Some of the recent losses in banking and real estate stocks were made up for by the latest news. Last week, China’s banking index fell by 7% to a level that hadn’t been seen in more than two years. On Monday morning, however, it rose by more than 1%. On the mainland, Chinese real estate stocks went up by more than 2%, and in Hong Kong, they went up by almost 5%.
The rise in Chinese banking stocks was also helped by the news that China will speed up the release of special local government bonds to help small banks get more capital. This is part of China’s plan to lower risks in the sector.
Official data released on Friday showed that the property sector’s output fell by 7 percent in the second quarter compared to the same time last year. This is the fourth straight quarter that output has gone down.

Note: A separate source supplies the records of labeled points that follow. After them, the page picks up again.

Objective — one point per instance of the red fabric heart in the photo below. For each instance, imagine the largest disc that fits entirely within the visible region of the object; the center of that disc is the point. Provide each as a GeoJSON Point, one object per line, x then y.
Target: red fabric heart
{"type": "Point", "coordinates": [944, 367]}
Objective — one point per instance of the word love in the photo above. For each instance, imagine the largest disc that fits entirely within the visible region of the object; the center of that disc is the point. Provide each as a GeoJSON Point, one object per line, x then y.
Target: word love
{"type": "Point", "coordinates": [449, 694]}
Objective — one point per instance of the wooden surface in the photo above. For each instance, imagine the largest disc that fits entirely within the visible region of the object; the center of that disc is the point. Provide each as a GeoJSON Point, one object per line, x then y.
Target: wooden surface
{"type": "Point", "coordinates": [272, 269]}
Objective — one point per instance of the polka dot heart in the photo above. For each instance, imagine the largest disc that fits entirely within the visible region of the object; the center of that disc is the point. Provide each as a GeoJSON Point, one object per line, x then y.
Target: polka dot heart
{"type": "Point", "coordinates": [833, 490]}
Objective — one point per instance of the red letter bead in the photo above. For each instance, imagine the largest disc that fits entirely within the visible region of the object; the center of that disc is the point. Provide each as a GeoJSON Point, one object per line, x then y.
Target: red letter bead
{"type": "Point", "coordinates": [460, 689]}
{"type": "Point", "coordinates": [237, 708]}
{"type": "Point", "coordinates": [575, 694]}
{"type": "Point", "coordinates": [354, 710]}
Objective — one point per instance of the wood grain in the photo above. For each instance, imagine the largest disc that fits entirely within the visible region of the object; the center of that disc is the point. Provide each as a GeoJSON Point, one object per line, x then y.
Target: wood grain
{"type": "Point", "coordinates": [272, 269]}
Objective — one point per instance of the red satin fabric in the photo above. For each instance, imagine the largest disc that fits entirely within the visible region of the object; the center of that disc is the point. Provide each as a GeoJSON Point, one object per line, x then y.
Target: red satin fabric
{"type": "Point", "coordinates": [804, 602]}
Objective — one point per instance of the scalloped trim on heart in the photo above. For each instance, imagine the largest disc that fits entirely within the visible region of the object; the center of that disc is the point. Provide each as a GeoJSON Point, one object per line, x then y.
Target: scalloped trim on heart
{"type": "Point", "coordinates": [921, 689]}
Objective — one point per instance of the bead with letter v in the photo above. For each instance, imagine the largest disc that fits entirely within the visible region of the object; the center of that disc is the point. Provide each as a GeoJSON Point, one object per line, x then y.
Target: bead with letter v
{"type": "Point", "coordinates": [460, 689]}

State television CCTV reported on Monday that new loans for real estate in June were expected to be worth more than 150 billion yuan ($22.23 billion). This is a big change from May, when the number of new loans fell.
Mark Dong, co-founder and general manager of Hong Kong-based Minority Asset Management, said, “I think the Chinese government has the will and the means to solve the problem and will likely act quickly.”
“The biggest risk is a drop in consumer confidence, which could hurt the sales of homes that are just starting to get better.”
DESPERATE FOR STABILITY
Dong thinks that state-owned developers will step in and buy troubled projects from their private peers who have a lot of debt, which will speed up the consolidation of the industry.
Last Thursday, the CBIRC promised to improve how it works with other regulators to “guarantee the delivery of homes.”
The boycott of mortgages by home buyers across the country has already hurt more than 200 projects and at least 80 property developers, according to a report released on Monday by the E-house China Research and Development Institution.
E-house said that mortgages on stalled real estate projects in China were worth 900 billion yuan in the first half, which is 1.7% of all outstanding mortgage loans.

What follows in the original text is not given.